One of the most exciting features of any desert safari is exploring the wadis. Wadis are steep-sided, dry creek beds that become a playground for four-wheel-drive enthusiasts. ‘Wadi-bashing’, as this peculiar pursuit is known, continues to grow in popularity with both residents and visitors. In contrast to the desert, the wadis frequently offer abundant plant life, rockpools and gorgeous scenery. Four-wheel-drive vehicles are required, and it is naturally recommended that novices do not attempt ‘wadi-bashing’ without expert supervision.
Visiting an original Bedouin village is an integral part of the desert experience in Dubai. Several local tour operators offer the chance to explore one of these fascinating enclaves. Tours such as these provide an extra insight into the nomadic lifestyle and the hardships faced by the Bedouin people, highlighting the traditional desert way of life. Camel rides are also available on desert safaris outside of Dubai, with instruction provided. In the evening, witness the spectacular desert sunset while dining at a traditional Arabian barbecue featuring music, dancing and often a special falconry display.
For those not so keen on ‘roughing it’, Dubai offers some luxurious features even in the remotest parts of the desert. Al Maha is a luxury resort set in 3300 acres of dunes off the highway between Dubai and Al Ain. The resort is a unique blend of tourism and conservation, aimed at reviving endangered native species including gazelles, ostriches, caracals and the rare Arabian oryx.
In addition to the focus on wildlife, Al Maha offers a chance to try traditional Arabic pursuits like camel-riding, horse-riding, falconry and archery. After a full day exploring the interior, relax by the private pool and spend the night in a luxuriously appointed suite.
A number of roads now cross the wilderness, linking settlements and oases. About 20 kilometers from town lie the twin oases of Khawanij and Awir. Although surrounded by semi-desert, the availability of water transforms these oases into luxuriant pockets of rich, colorful vegetation. Here many wealthy Dubai families have holiday villas where they spend weekends away from urban stresses and the humidity of the coastal city.
In the fertile regions surrounding the Hajar Mountains, naturally watered date gardens flourish, their foliage a magnet for birds. Hundreds of species of birdlife exist in the emirates, and Dubai is a popular destination with bird-watchers. Customized tours are available, incorporating a full range of landscapes and some remarkable birdlife.
Dubai by Air:
Operators of both helicopters and fixed-wing aircraft offer visitors a chance to explore Dubai from a higher perspective.
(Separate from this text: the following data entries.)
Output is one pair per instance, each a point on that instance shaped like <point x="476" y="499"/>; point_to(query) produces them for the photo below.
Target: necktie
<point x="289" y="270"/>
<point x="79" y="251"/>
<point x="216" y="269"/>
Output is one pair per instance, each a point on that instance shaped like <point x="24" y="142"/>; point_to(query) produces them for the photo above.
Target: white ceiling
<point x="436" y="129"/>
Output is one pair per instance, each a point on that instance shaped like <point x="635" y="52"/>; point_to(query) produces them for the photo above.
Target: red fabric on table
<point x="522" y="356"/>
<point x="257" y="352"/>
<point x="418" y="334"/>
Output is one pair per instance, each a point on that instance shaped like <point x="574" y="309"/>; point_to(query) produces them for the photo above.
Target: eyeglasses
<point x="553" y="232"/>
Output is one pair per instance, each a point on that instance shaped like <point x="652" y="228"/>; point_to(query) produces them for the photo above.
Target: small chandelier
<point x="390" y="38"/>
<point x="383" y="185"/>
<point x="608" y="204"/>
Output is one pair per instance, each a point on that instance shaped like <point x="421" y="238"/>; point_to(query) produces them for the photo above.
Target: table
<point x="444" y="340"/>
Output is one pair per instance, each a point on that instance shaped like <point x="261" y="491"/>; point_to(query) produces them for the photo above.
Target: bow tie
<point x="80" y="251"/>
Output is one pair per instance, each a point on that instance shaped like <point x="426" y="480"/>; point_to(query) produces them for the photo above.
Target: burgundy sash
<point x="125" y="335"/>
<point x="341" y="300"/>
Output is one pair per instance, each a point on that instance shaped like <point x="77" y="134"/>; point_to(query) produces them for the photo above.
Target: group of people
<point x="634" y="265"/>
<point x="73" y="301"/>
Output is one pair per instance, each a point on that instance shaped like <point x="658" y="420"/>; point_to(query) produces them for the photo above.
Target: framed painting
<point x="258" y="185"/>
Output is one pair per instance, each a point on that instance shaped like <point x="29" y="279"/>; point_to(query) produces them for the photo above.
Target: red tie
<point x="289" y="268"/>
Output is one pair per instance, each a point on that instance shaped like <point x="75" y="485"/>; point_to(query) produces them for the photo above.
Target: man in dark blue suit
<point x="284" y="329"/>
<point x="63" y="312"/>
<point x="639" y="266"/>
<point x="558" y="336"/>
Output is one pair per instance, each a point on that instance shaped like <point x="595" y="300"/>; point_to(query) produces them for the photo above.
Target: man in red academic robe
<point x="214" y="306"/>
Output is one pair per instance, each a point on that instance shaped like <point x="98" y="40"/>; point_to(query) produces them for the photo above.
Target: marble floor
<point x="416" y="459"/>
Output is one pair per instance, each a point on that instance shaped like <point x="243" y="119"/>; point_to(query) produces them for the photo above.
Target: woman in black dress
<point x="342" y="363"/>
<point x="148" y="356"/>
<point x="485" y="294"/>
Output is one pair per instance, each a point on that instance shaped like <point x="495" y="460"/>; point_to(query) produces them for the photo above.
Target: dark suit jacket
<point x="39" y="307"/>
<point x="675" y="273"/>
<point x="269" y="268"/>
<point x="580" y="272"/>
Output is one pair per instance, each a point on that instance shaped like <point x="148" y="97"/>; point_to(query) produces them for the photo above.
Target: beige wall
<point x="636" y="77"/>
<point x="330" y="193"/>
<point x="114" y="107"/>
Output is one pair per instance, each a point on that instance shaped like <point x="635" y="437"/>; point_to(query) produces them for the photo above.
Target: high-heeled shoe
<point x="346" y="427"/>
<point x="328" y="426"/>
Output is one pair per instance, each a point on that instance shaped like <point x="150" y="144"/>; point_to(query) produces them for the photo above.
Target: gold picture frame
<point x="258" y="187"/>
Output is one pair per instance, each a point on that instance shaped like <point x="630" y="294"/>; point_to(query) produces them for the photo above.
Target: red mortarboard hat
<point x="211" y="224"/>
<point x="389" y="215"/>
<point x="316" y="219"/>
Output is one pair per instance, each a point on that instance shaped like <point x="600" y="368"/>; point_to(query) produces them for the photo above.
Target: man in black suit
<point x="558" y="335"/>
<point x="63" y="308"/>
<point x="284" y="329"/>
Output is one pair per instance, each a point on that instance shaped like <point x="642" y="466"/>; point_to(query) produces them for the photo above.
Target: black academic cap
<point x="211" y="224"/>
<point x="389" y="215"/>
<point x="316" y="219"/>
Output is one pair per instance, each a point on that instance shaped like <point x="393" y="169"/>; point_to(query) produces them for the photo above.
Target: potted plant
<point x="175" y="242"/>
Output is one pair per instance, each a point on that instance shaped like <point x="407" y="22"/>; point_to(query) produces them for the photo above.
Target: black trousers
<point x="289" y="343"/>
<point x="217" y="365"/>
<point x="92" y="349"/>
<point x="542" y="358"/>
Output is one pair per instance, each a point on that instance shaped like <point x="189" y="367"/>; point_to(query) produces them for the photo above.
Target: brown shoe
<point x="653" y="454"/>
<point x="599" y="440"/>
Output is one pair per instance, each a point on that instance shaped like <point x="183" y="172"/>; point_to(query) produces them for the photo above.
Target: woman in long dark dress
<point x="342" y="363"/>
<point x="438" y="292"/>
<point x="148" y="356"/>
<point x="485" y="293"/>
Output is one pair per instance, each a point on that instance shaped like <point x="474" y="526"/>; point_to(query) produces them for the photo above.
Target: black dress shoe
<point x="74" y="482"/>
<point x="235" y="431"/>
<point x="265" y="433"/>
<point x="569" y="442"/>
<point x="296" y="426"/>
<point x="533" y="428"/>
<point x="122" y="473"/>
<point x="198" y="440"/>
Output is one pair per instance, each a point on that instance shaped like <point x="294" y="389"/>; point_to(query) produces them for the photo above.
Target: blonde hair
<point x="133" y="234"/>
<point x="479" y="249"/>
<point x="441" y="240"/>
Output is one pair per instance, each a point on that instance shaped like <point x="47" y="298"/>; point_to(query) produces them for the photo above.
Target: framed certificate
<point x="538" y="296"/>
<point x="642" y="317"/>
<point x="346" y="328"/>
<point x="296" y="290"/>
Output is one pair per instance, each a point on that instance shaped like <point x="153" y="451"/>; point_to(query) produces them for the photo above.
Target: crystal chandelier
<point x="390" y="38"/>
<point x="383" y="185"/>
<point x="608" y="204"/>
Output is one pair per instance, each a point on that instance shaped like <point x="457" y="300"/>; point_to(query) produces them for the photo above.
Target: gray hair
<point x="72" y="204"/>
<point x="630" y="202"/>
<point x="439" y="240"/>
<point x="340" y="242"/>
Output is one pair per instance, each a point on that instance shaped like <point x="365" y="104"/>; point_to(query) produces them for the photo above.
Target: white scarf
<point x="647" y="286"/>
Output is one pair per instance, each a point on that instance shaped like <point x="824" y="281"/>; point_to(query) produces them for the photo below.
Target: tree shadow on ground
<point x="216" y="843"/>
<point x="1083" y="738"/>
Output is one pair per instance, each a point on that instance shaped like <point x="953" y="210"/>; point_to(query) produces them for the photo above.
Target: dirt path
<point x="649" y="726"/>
A flight above the city offers a magnificent view of the clean, clear Gulf waters, the surrounding desert, and the dazzling blend of traditional and high-tech architecture that composes Dubai. Inland, the exposed rock formations of the mountainsides form a striking spectacle, from both the sky and land.
East of Dubai, approximately one hour’s drive from the city, lies the small green valley of Hatta, nestled beneath the forbidding Hajar mountains. The Hatta Fort Hotel is Dubai’s only mountain resort complex, while the village itself is more than 200 years old. Wadi Hatta offers lush greenery and diverse wildlife, and the journey to Hatta takes in a wide range of amazing desert scenery.